As Investment (I) constitutes a portion of GDP, this massive loss caused a substantial decline in GDP, and because GDP is inversely linked to income this led to much higher than usual levels of unemployment. (Garrison, 2000) This is due to a large drop in aggregate demand, which caused companies to lay off workers in an effort to reduce costs and remain in business. The fallout from the CDOs was global, many of the investment funds that had purchased these bonds represented international or foreign investors and as such the impact was both severe and worldwide.
Key economic indicators all indicate that the effects of the recession have been harsh: World industrial production is down 10%; World stock markets down 30%; and the Volume of world trade down 20%. Governmental response to the economic crisis so far has been based primarily on large stimulus packages designed to reduce unemployment and revive the economy.

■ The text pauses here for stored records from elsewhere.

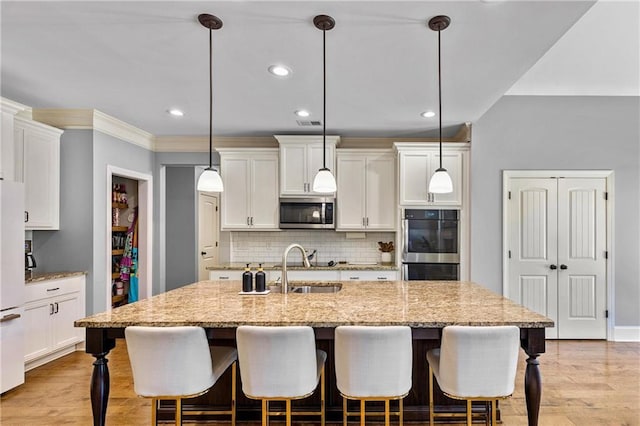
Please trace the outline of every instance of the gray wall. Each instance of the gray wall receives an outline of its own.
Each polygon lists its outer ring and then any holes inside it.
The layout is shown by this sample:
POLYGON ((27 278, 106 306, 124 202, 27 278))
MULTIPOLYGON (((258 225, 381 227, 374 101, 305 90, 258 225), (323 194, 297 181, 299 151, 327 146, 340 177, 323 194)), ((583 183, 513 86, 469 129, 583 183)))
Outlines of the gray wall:
POLYGON ((60 230, 33 231, 37 272, 87 271, 87 307, 93 298, 93 178, 91 130, 60 138, 60 230))
MULTIPOLYGON (((139 146, 106 135, 93 132, 93 170, 89 176, 93 179, 93 299, 87 301, 87 313, 103 312, 107 306, 107 198, 111 188, 107 188, 107 165, 153 175, 154 154, 139 146)), ((155 185, 155 182, 153 182, 155 185)), ((110 209, 109 209, 110 211, 110 209)), ((155 210, 154 210, 155 215, 155 210)), ((110 246, 109 246, 110 247, 110 246)), ((142 261, 142 260, 141 260, 142 261)), ((109 264, 110 265, 110 264, 109 264)), ((152 278, 155 280, 155 277, 152 278)))
POLYGON ((471 279, 502 293, 502 171, 613 170, 615 325, 640 325, 637 97, 505 96, 474 123, 471 279))
POLYGON ((194 168, 166 168, 166 290, 196 282, 196 188, 194 168))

Obama’s stimulus plan, the “American Recovery and Reinvestment Act of 2009”, alone has spent $787 billion (USD), on top of the $152bn spent on the 2008 stimulus bill. This policy is supported to a certain extent by the concept of the multiplier effect.
This theory states that government purchases have a ‘multiplier effect’ on aggregate demand, so that each dollar of public spending will generally raise the aggregate demand by more than one dollar, with the formula equating to m = 1/(1 – MPC). (coursebook ref) A number of factors, however, combined to dampen the impact of this government spending. Pessimism about the economic climate, along with the perception that the rebate was a one-off measure, caused some individuals to change their spending habits, leading to a number of people using the lump sum tax rebates of the 2008 stimulus package to either pay off debt or save the money.
This effect, in fact, was not as widespread as many economists predicted, household spending actually rose on average by 3. 5%, causing some studies to label the plan as a success (Broda & Parker, 2008). The 2009 plan suffered to an extent from the crowding out effect, caused by higher interest rates due to elevated levels of government spending. An application of the laws of supply and demand reveals that an increase in the price of a loan, i. e. the interest, leads to a decrease in the amount of credit demanded.